Belgian artist transforms home into giant doodle pad
Turning child’s play into a fully-fledged adult pass time
Imagine the excitement of bringing your unhinged childhood fantasies to life in adulthood.
Whether it’s leaving your bed unmade, keeping your hat on in the house or maintaining that money really does grow on trees, indulging in whatever might’ve landed you in trouble as a child boasts undeniable anarchic appeal as an adult.
This is certainly true for Belgian illustrator Jook Neyrinck, whose childhood dreams of drawing all over the walls, completely uninhibited, have come true, as she has transformed her entire home into a giant doodle pad.

Yes, really. Every wall in her house has been stripped and painted white and artistically vandalised by Neyrinck’s intricate drawn worlds.
It’s a thrill for the visual artist’s young son, who can draw freely in the bathroom using wipe-away pens.
The 36-year-old’s artwork regularly depicts surrealistic scenes, featuring bizarre monster-like creatures and avant-garde, abstract figures.
The idea of the doodle home is that it gives Neyrinck and her family the opportunity to delve into their artistic imaginations with total spontaneity, allowing them to reflect their deepest subconscious thoughts through their artwork.

“By quickly drawing, barring any conscious thought, I am giving as much room as possible to my imagination,” she writes on Bored Panda.
“Soon after they are created, it’s as though my doodles have a life of their own.
"I want them to have all the room they need to flourish.”

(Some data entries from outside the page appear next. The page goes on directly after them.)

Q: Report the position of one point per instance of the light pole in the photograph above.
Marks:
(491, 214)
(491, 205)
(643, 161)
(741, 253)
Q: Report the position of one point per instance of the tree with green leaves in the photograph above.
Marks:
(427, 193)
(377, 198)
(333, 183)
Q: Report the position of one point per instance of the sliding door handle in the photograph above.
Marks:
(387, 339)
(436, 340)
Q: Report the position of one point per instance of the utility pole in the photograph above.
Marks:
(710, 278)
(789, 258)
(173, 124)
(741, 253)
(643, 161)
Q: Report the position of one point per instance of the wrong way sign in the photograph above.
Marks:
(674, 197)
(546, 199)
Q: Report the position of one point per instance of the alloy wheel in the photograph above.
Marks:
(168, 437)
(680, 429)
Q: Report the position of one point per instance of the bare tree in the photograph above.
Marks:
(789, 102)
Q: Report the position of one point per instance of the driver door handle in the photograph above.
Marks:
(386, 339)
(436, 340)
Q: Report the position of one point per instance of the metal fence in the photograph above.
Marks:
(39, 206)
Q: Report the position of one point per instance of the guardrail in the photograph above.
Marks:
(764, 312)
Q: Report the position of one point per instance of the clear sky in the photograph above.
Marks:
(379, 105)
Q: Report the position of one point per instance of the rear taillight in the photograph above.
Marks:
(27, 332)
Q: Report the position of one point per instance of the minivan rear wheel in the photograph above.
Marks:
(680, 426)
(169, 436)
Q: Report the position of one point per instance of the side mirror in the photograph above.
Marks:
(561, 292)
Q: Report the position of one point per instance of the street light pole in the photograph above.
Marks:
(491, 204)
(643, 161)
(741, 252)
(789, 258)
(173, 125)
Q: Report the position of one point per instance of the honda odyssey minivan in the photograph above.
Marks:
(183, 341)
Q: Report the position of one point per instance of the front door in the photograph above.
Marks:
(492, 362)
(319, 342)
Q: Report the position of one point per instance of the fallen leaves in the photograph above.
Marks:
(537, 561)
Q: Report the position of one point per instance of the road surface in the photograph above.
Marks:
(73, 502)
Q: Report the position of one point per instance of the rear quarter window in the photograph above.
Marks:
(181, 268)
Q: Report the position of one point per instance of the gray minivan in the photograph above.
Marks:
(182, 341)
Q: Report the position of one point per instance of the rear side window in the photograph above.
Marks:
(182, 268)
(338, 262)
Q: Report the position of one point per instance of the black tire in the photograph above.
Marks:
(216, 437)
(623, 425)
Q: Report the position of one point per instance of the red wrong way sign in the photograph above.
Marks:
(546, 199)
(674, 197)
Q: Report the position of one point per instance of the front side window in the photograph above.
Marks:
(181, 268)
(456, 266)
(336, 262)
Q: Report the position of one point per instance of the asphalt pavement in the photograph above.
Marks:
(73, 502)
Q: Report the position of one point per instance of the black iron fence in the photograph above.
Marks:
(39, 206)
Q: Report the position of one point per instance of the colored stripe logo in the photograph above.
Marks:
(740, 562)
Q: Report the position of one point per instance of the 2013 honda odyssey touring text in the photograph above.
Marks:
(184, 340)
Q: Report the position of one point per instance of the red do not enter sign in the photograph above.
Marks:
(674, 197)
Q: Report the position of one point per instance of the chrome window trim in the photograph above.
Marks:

In addition to decorating her entire home with her doodles, Neyrinck has also taken to drawing on her clothes and shoes.

“I have set my doodles free. I have let them loose, straight from my subconscious, into the world,” she adds.
Neyrinck graduated with a BA in graphic design in 2003 and regularly exhibits her pop-surrealism murals and doodle drawings around the world; she was also a finalist for the Lumen Art Prize in 2014.